La historia de amor de Kylie Minogue y Andrés Velencoso está cada vez más afianzada. Si hace poco los descubrimos esquiando juntos, ahora el escenario elegido para pelar la pava han sido las calles de Barcelona.
En lugar de ir en coche o en taxi, la pareja decidió ir dando un paseo desde un conocido centro comercial cercano al hotel donde se hospedaban, y en el que habían pasado unas horas, viendo escaparates suponemos, porque comprar compraron poco (cosas de la crisis) ya que a la vuelta no llevaban ninguna bolsa que diera fe del espíritu derrochador que se le atribuye a la cantante.

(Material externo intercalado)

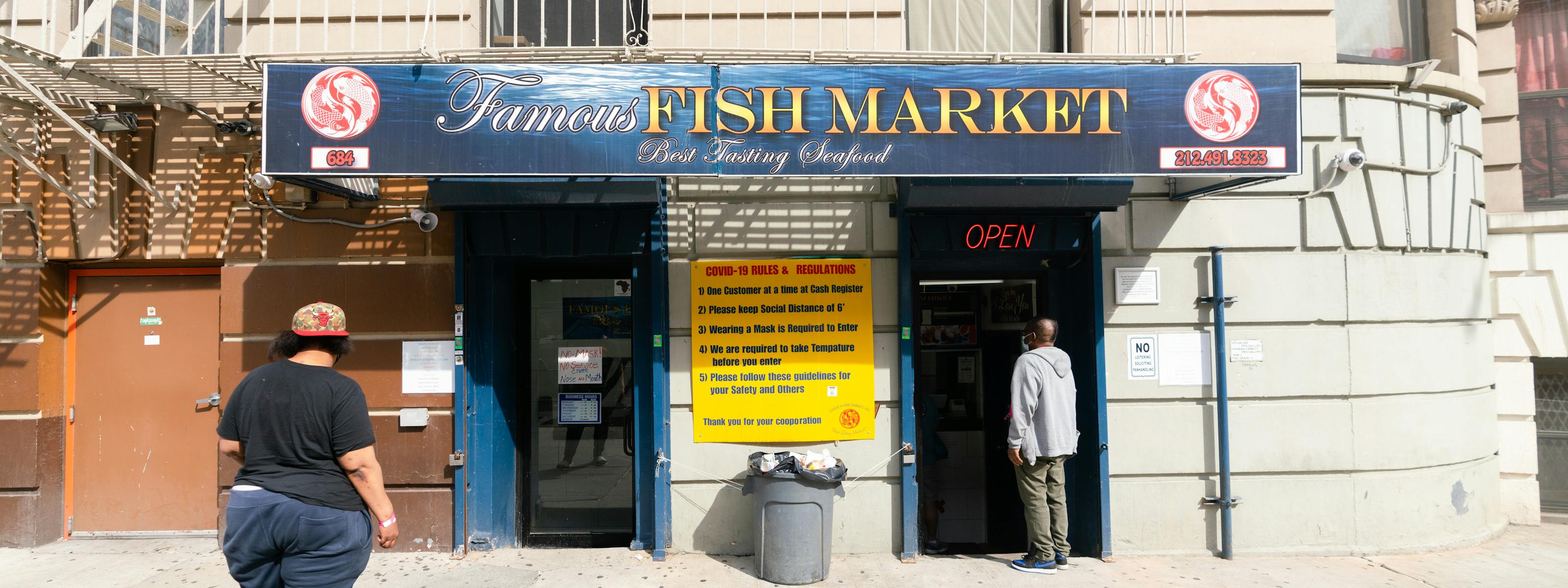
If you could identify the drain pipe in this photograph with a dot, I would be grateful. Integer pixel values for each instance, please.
(1225, 501)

O puede que fuesen al cine, para hacer manitas en la última y oscurísima fila (mmm… Se me va el santo al cielo al imaginarme a Andrés Velencoso en la última fila de cualquier cine), o para hacer, como si de enamoradizos adolescentes se tratara, guerra de palomitas de maíz (¿Os habéis fijado que las palomitas son perfectas para comer en el cine? Claro. Porque como ni dan sed, ni se quedan entre los dientes, ni ensucian…) (vale, a la mierda mi fantasía de Velencoso en el cine, después de imaginármelo con restos de maíz entre los dientes…)
A la salida ella intentó pasar desapercibida, y se ocultó tras su capucha y sus gafas de sol, pero aun así no pudieron dar esquinazo a todos los periodistas que andaban al acecho y que los cosieron a preguntas en cuanto se les pusieron a tiro. Sin embargo, no hicieron ningún tipo de declaración aunque, eso sí, no perdieron la sonrisa ni un minuto.
La primera noticia que tuvimos de sus amoríos fue la aparición juntos en el cumpleaños de Dita Von Teese, pero en realidad se conocían de antes. Kylie andaba buscando un rostro para la campaña de su nueva fragancia masculina (campaña de la que podremos disfrutar en breve), y él se presentó al casting. Así que lo que empezó siendo una relación profesional, al final terminó con un romance que, de momento, parece ir viento en popa y a toda vela.